Ge-Shen Corp Bhd is eyeing more growth from its medical and life sciences segment. This is despite the company bracing for challenges to persist, given the prolonged Covid-19 pandemic and long lead times in the global supply chain.

The precision components manufacturer for industries such as automotive and consumer electronics hopes to achieve a double digit growth in revenue this year.

“It has been challenging because we can’t travel now – the next step after doing the vaccinations is to ensure that we can continue to secure more new orders. We have been working very hard on business development.

“We are quite excited to see Malaysia moving into the endemic stage and we hope for more normalcy in the next month or two,” Ge-Shen’s executive director Louis Lau tells StarBizWeek.

“We hope to see double-digit growth as we are trying to get more customers in the medical and life sciences and the home and lifestyle segments. Malaysia is a key part of the medical equipment supply chain in the world,” Lau adds.

He says Ge-Shen hopes to secure new customers which would result in higher orders.

“However, in the last 12 to 18 months, the medical segment has not done well as discretionary medical services have seen a drop. Many have opted not to go for elective surgeries,” Lau says.

Ge-Shen manufacturingGe-Shen manufacturing

He hopes that with the pandemic slowing down, the medical segment of the business will catch up.

Meanwhile, the continued labour shortage worldwide which has crippled global supply chains has also affected Ge-Shen.

Explain Lau, “We have experienced some supply side issues. Longer lead times and material shortages have been some of the challenges that we have been working on. Our balance sheets have seen a build up of certain inventories and this is a result of higher sales and the longer lead times. Longer lead times have made us need to purchase and build up more inventories to ensure we can continue to sustain our business”.

The company being an export-oriented manufacturer is heavily reliant on global supply chains. It has three factories in Malaysia and one in Vietnam.

Ge-Shen, in its recent financial results, notes that raw materials such as plastic resins and sheet metal are seeing price increases. There is also less availability and long lead times before delivery of these materials. It also notes that the short supply of semiconductors is impacting its customers’ operations.

“We continue to monitor this vigorously to ensure that we don’t over purchase or we don’t have any slow-moving inventories. I don’t think the issue of raw material shortages would be resolved anytime soon. It could still continue and we need to think of ways to manage this,” Lau says.

Lau points out that hiccups with the supply chain are disrupting its customers and that this is a downside risk to its revenue projections. He says this has been happening since last year.

“It will have an impact on overall production planning and scheduling. We can only do so much to cope with this ongoing challenge for us,” he says.

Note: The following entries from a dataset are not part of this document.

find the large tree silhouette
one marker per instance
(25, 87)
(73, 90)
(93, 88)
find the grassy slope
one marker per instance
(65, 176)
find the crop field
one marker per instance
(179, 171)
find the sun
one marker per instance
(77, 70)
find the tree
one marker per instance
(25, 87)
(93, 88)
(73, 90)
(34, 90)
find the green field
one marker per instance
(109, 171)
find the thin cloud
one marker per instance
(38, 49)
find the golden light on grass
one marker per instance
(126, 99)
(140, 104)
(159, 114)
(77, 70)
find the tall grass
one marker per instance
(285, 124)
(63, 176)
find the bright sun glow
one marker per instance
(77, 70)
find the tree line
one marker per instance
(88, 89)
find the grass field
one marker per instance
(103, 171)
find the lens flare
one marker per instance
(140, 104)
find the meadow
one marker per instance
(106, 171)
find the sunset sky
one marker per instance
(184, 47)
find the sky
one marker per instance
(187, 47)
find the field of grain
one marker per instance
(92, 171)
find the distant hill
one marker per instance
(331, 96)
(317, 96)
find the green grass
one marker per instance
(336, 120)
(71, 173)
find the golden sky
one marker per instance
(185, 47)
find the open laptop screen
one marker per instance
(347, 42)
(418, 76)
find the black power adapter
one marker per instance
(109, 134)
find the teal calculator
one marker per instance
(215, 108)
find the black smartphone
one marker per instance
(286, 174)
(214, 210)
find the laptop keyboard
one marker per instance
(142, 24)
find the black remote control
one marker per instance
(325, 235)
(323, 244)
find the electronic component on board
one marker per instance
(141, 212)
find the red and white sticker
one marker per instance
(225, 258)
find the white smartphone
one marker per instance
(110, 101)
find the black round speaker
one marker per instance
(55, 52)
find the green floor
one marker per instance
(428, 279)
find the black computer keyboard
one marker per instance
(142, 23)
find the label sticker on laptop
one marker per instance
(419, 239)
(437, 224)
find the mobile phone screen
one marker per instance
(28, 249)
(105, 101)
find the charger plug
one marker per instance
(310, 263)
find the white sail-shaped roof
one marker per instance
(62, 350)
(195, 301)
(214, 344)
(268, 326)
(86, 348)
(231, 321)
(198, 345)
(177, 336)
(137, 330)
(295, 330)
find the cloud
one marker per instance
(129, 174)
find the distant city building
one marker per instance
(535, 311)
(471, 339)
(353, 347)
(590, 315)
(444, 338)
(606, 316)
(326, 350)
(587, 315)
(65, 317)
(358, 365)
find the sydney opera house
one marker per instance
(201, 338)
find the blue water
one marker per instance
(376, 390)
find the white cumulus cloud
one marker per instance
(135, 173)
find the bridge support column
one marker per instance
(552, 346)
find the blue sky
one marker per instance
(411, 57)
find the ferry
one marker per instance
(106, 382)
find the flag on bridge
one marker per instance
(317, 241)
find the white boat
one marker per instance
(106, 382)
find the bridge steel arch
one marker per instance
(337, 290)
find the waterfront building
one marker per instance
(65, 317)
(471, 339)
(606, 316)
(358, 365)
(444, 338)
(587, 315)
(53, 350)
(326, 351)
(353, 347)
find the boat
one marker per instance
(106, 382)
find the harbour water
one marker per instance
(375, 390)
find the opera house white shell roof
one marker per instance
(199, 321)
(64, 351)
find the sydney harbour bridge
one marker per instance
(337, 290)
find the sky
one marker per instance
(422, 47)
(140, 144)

Despite these challenges, the company saw a year-on-year (y-o-y) jump of more than 600% in its net profit for its second quarter ended June 30 to RM3.7mil on the back of quarterly revenues rising by 115% y-o-y to RM65.6mil.

Lau says Ge-Shen now has spare capacity to fulfil new orders that it hopes to secure. “Our utilisation had been capped at 60% during the recent lockdowns and at certain points it was even less than that. In Vietnam we are at around 60% to 70% as there are no government mandated capacity limits there,” he says.

Commenting on its capital structures, Lau explains that it is aware of the negative cash balance and its gearing level at 0.8 times.

“We manage our balance sheet vigorously. We ensure we are able to meet all our obligations on time. The negative cash balance and higher gearing ratios came about because we have invested quite a lot over the last five to six years,” Lau says.

“We did mergers and acquisitions and we had invested in new factories. We had to do this in order to get in more customers. Despite a lull in 2018 to 2019, we continued to invest,” he adds. With the investments already sunk in, Ge-Shen hopes to tap the growth opportunities that are on the horizon.